Länder Lateinamerikas unterstützen Buenos Aires im Malvinas-Konflikt


Wie alle Besitztümer repräsentiert auch jene Inselgruppe im Südatlantik, die von den Argentiniern als Islas Malvinas für sich beansprucht, von den Briten jedoch als Falklandinseln ihnen zugehörig erachtet wird, einen mehr oder minder geronnenen Ausdruck bestehender Herrschaftsverhältnisse. Rund 500 Kilometer vor der Küste Argentiniens gelegen, mutet der Archipel auf den ersten Blick in geographischer Hinsicht wie ein vorgelagerter Teil des südamerikanischen Landes an. Bewohnt werden die Eilande andererseits fast ausschließlich von britischstämmigen Siedlern, die nicht unter argentinischer Oberhoheit leben wollen.

Ein Blick in die Geschichte offenbart die Wechselfälle kolonialer und imperialistischer Kämpfe, aus denen Britannien bislang als Sieger hervorgegangen ist. Angeblich wurde der Archipel 1592 von einem britischen Segler entdeckt, was nicht mehr oder weniger bedeutet, als daß er bis dahin kein Objekt der Inbesitznahme war. Die Inselgruppe befand sich zeitweilig in französischem, spanischem und englischem Besitz. Spanien zog sich 1811 von den Islas Malvinas zurück, doch ist Buenos Aires der Auffassung, daß die Spanier ihre Souveränität über die Inseln nie aufgegeben haben. Argentinien leitet daraus seine Ansprüche in Rechtsnachfolge nach der Entkolonialisierung ab.

Die Argentinier erhoben seit ihrer Unabhängigkeit im Jahr 1816 ihrerseits Anspruch auf die Malvinas.

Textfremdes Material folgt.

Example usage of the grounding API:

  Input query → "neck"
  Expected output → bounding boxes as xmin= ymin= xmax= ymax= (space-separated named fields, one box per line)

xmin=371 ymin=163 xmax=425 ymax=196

Als sie jedoch wenig später den Versuch unternahmen, eine Kolonie auf den Inseln zu gründen, wurde dies 1831 von den USA mit militärischen Mitteln beendet. 1833 errichteten die Briten dort einen Flottenstützpunkt, wobei sie sich heute in ihren Ansprüchen darauf berufen, daß es sich bei der Besetzung durch das britische Königreich um "herrenloses" Gebiet gehandelt habe. Nachdem ihnen die Falklandinseln 1835 endgültig zugeschlagen worden waren, reklamierten sie zwar in der Folge einen dauerhaften Besitzstand für sich, der als Erbe kolonialistischer Expansion jedoch seit dessen weltweitem Niedergang keineswegs unumstritten ist. [1]

Im Jahr 1982 führte der oberste Machthaber der argentinischen Junta, General Leopoldo F. Galtieri, sein Land in den Krieg um die Malvinas, der am 2. April mit der Invasion begann und nach 74 Tagen mit dem Sieg des übermächtigen britischen Kontingents endete. Im Zuge der Kampfhandlungen starben 649 argentinische und 255 britische Soldaten sowie drei Inselbewohner. Die außerordentlich grausam geführten Kämpfe und düsteren Geheimnisse dieses Kräftemessens am Ende der Welt sind der Öffentlichkeit bis heute nicht in vollem Umfang bekannt. Als unbestritten gilt, daß beide Regierungen diesen Krieg in erster Linie führten, um von innenpolitischen Problemen abzulenken, was der argentinischen Militärdiktatur so gründlich mißlang, daß dieses Debakel ihr Ende beschleunigte. Hingegen stärkte die britische Premierministerin Margret Thatcher ihren Ruf als "Eiserne Lady", indem sie 110 Schiffe mit 28.000 Soldaten entsandte, um die fernen Inseln zurückzuerobern, auf denen nur 3.000 Einwohner lebten.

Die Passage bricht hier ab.